De enige meevaller is nu dat tijdens Desert Fox geen olievelden en exportinstallaties zijn beschadigd, waardoor de oliestroom kan doorgaan. Alleen werd als straf voor de Iraakse smokkel van dieselolie en kerosine een raffinaderij bij Basra gebombardeerd. Op vrij grote schaal zijn de afgelopen jaren buiten de VN-controle om brandstoffen met tankauto's en kleine vrachtschepen naar de buurlanden gebracht en verkocht. De opbrengsten gingen rechtstreeks naar het regime in Bagdad.

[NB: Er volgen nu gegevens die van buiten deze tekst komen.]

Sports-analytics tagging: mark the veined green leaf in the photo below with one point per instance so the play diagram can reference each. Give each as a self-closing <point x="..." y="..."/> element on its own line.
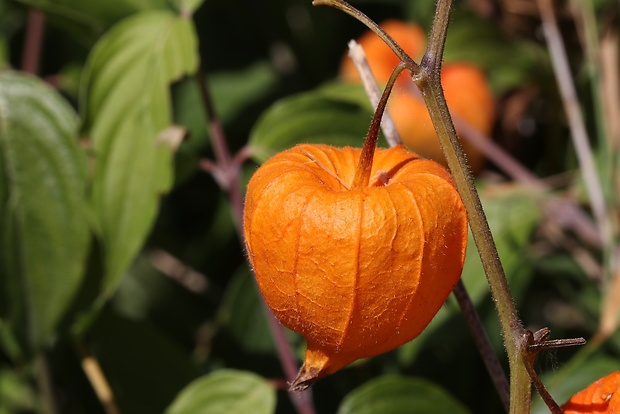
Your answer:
<point x="44" y="235"/>
<point x="226" y="391"/>
<point x="127" y="109"/>
<point x="392" y="394"/>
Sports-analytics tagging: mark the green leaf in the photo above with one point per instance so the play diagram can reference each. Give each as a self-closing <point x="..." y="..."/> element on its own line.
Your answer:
<point x="226" y="391"/>
<point x="145" y="367"/>
<point x="508" y="63"/>
<point x="242" y="315"/>
<point x="127" y="109"/>
<point x="338" y="115"/>
<point x="16" y="394"/>
<point x="44" y="234"/>
<point x="392" y="394"/>
<point x="90" y="18"/>
<point x="513" y="214"/>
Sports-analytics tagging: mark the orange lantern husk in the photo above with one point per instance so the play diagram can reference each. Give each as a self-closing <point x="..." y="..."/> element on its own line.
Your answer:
<point x="600" y="397"/>
<point x="357" y="272"/>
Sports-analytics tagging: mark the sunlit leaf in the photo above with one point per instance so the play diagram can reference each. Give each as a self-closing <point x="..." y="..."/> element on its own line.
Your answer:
<point x="93" y="17"/>
<point x="226" y="391"/>
<point x="339" y="116"/>
<point x="127" y="107"/>
<point x="44" y="235"/>
<point x="391" y="394"/>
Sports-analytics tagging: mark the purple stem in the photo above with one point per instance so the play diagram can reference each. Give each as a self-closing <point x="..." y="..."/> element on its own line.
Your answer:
<point x="229" y="169"/>
<point x="33" y="42"/>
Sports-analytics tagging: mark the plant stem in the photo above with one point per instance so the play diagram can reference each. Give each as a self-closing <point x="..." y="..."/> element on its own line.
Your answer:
<point x="98" y="381"/>
<point x="364" y="166"/>
<point x="229" y="179"/>
<point x="33" y="42"/>
<point x="483" y="344"/>
<point x="357" y="55"/>
<point x="512" y="328"/>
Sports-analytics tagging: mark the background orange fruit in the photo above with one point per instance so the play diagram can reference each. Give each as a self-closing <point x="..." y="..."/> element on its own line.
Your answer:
<point x="467" y="92"/>
<point x="600" y="397"/>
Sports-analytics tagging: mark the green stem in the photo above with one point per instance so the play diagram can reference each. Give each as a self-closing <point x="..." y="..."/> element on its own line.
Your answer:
<point x="514" y="333"/>
<point x="352" y="11"/>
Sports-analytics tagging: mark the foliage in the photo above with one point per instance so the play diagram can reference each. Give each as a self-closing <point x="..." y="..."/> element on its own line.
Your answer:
<point x="120" y="254"/>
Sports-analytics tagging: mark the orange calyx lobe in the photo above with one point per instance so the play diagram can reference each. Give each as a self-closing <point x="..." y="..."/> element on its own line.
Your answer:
<point x="356" y="271"/>
<point x="600" y="397"/>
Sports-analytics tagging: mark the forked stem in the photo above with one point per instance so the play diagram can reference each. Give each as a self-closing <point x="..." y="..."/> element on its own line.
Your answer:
<point x="364" y="165"/>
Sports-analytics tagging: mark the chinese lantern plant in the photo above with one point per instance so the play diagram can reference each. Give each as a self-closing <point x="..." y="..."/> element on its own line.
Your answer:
<point x="600" y="397"/>
<point x="355" y="249"/>
<point x="466" y="88"/>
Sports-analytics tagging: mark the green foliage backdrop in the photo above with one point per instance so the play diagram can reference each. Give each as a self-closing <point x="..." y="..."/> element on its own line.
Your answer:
<point x="123" y="280"/>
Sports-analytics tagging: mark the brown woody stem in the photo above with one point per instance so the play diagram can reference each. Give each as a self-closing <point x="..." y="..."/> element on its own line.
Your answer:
<point x="364" y="166"/>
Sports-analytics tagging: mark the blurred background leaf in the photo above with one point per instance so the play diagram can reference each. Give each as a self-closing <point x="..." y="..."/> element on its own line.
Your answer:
<point x="126" y="110"/>
<point x="226" y="391"/>
<point x="398" y="395"/>
<point x="44" y="234"/>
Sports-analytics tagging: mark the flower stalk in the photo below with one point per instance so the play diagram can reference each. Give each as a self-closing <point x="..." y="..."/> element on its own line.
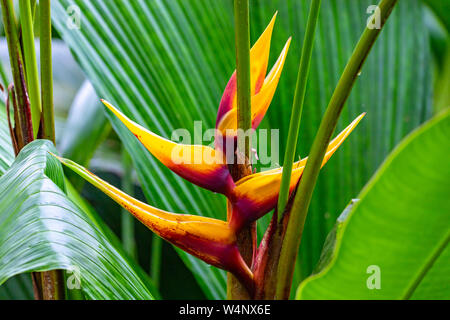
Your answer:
<point x="303" y="196"/>
<point x="48" y="117"/>
<point x="246" y="237"/>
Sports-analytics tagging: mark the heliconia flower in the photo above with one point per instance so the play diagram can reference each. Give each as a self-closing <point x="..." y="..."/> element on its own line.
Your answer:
<point x="208" y="239"/>
<point x="212" y="240"/>
<point x="198" y="164"/>
<point x="262" y="88"/>
<point x="257" y="194"/>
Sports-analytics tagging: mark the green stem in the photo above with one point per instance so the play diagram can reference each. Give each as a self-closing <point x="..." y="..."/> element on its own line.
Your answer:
<point x="23" y="126"/>
<point x="32" y="75"/>
<point x="155" y="266"/>
<point x="303" y="196"/>
<point x="128" y="239"/>
<point x="297" y="105"/>
<point x="242" y="34"/>
<point x="48" y="117"/>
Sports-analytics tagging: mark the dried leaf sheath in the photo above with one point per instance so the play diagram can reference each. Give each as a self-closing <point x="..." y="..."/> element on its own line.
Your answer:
<point x="257" y="194"/>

Begin dit jaar onderzocht Saybolt op verzoek van de VN welke reserve-onderdelen Irak nodig heeft om zijn olie-industrie die in ,,lamentabele' staat verkeert, weer een beetje op te knappen om de legale export op te voeren. Eind maart rapporteerde het bedrijf aan secretaris-generaal Kofi Annan dat daarvoor ten minste 300 miljoen dollar nodig was, als een eerste stap. In een nieuwe resolutie van de Veiligheidsraad werd toegestaan om dat geld uit de export-opbrengsten vrij te maken, maar tot nu toe is dat slechts mondjesmaat gebeurd. Eind oktober stelde de secretaris-generaal vast dat pas voor 89 miljoen dollar aan bestellingen was goedgekeurd. Volgens VN-bronnen blokkeren de Amerikanen goedkeuring van sommige uitgaven. Vooral zijn ze gekant tegen aanvragen voor verbetering van de raffinage en binnenlandse brandstofvoorziening, omdat ze vrezen dat de smokkel daarmee in de hand wordt gewerkt.
Wel zijn lekkende pijpleidingen en een aantal pompinstallaties gerepareerd, waardoor de oliestroom via de grote exportleidingen naar Turkije en naar de Golf haar weg naar de markt kan vinden. Maar voor een deugdelijke aanpak die een flinke verruiming van de olieproductie mogelijk maakt, waarbij ook rekening wordt gehouden met de milieubescherming is volgens het rapport van Saybolt veel meer geld nodig dan de 300 miljoen dollar aan noodingrepen.
Saddam Hussein heeft nu de kans om die middelen voor zijn land en volk binnen te halen, maar alleen als hij alle VN-resoluties voor de ontmanteling van zijn wapenprogramma naleeft. Want eerder worden de economische sancties van de VN tegen Irak niet opgeheven. De olie-voor-voedsel overeenkomst hangt met die sancties samen: een uitzondering wordt gemaakt voor humanitaire doeleinden.
Dinsdag liet het Witte Huis weten dat de VS desnoods hun vetorecht zullen hanteren om opheffing van de sancties tegen te houden. De bereidheid van de meeste lidstaten om de olie-voor-voedsel overeenkomst te verruimen zal niet groot zijn als Saddam zijn medewerking blijft weigeren.